What is a prompt and why does it solve everything?
A prompt is your instruction to the model. The model does not read minds: it responds to what you wrote and repeats the format and style that you set. A vague request produces a vague answer; clear and structured - precise. Therefore, the quality of the result depends 80% on the prompt, and not on the “mind” of the model. A good prompt is half the work.
Technique 1: Set the Role and Context
Tell the model who she should be and for whom the answer is: “you are an experienced editor, write for beginners.” The role sets the tone, depth and vocabulary. Add context - who you are, what your goal is, what your limitations are. The more accurately you outline the situation, the less the model guesses and the closer the answer is to the desired one. This is the fastest way to improve quality.
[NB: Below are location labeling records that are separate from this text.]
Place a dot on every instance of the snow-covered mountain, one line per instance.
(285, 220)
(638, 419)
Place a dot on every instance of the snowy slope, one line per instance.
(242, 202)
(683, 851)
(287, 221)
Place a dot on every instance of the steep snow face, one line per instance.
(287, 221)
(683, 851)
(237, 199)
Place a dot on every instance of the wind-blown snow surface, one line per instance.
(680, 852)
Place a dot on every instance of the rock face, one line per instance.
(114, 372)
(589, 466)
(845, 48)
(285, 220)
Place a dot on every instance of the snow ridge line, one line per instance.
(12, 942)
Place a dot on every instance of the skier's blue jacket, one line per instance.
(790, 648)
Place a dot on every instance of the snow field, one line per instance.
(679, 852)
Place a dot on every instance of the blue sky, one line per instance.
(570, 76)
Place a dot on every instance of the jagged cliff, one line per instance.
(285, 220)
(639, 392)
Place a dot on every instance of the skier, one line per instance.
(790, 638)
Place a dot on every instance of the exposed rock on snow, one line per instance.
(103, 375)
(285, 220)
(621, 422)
Technique 2: Describe the response format
Don't leave the format to the model's will. Say explicitly: “return a list of 3 items,” “reply as JSON with fields X and Y,” “maximum 40 words, no introduction.” When you define a structure, the answer becomes predictable and ready to use. This is especially important if the result goes further into work or into another program.
Technique 3: Give an example and break down the problem
Models learn well from examples: show one example of the desired answer, and it will pick up the pattern (this is called a few-shot). And don’t throw out a complex task entirely—break it down into steps: first plan, then execution. Step-by-step reasoning and examples dramatically improve accuracy on non-trivial problems.
How to practice and where to move next
Prompt engineering is done only by hand. Take real tasks and consciously apply techniques: role, format, example, decomposition. Compare how the answer changes. Stick to the fundamentals - these principles do not become obsolete with the release of new models. Having mastered the basics, move on to advanced techniques: chains of reasoning, working with data, protection against manipulation in queries.